The advantages of supplementing rotary-wash borings with samples collected at 3- foot depth intervals with continuous dry core and sonic core borings will be presented. Due to the presence of thick sandy gravel lenses in the alluvial deposits beneath the site, BPT soundings in addition to conventional SPT testing was performed for liquefaction evaluation. In-situ density testing was conducted at 3-foot depth intervals in a 20-foot deep test trench using large (3- and 6-foot) diameter rings where gravel and cobbles were encountered. SASW and suspension logging was performed to characterize the shear wave velocity of the alluvial deposits and bedrock. An excellent correlation in shear wave velocity profiles was observed between several of the SASW surveys and suspension logging. Laboratory testing consisted of two and three-point direct shear tests, consolidation tests, triaxial unconsolidated-undrained tests, Atterberg limits tests, and over 80 grain size analyses.
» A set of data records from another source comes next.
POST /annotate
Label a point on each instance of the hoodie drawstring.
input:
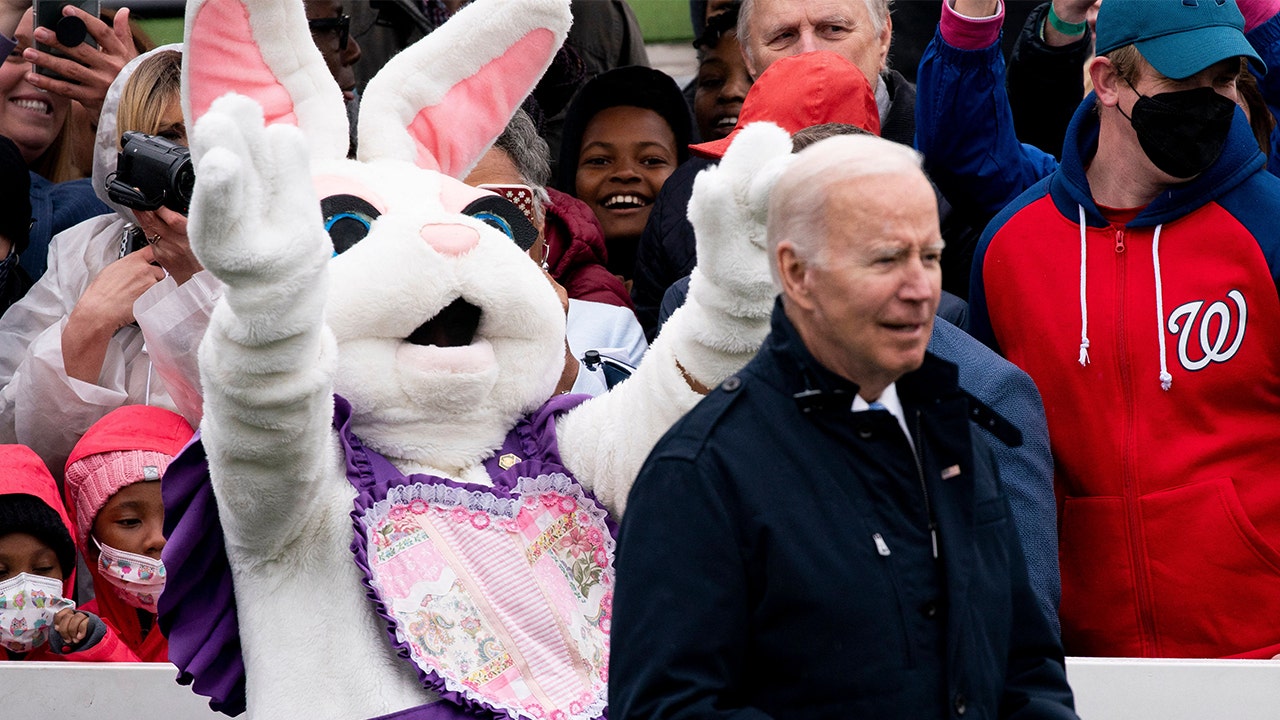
(1166, 381)
(1084, 305)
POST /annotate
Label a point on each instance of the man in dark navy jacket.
(826, 536)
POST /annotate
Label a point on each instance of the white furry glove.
(726, 315)
(255, 219)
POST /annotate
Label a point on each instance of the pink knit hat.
(128, 445)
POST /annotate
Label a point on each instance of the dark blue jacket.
(54, 208)
(777, 563)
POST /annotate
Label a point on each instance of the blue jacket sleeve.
(1266, 40)
(964, 128)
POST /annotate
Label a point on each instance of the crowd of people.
(964, 447)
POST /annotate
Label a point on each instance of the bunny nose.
(449, 238)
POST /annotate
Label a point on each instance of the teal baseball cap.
(1178, 37)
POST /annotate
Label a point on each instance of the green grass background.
(661, 21)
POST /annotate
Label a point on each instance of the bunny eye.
(347, 219)
(506, 217)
The laboratory test program was needed to characterize the alluvial deposits for liquefaction evaluation and soil-structure interaction analyses.

Mr. Perry is a Senior Engineering Geologist at AMEC Environment and Infrastructure in Los Angeles. He has 26 years of experience on geologic investigations for design and construction monitoring of infrastructure projects throughout California. A majority of these projects have been engineering geology studies for dams, tunnels, water storage reservoirs, water and sewer pipelines, highway and subway-rail structures, educational institutions, commercial facilities, sanitary landfills, and land development. He has performed numerous fault-rupture-hazard studies in southern California and Washington. Major infrastructure projects include the light rail/subway tunnels for the Los Angeles Metropolitan Transit Authority and the Emergency Water Storage Reservoir Project) for the San Diego County Water Authority.

Mr. Perry is the current treasurer of the AEG Southern California section. He received his Bachelors degree in Geological Sciences from the University of California at Santa Barbara and completed graduate studies in geology at Cal State Los Angeles.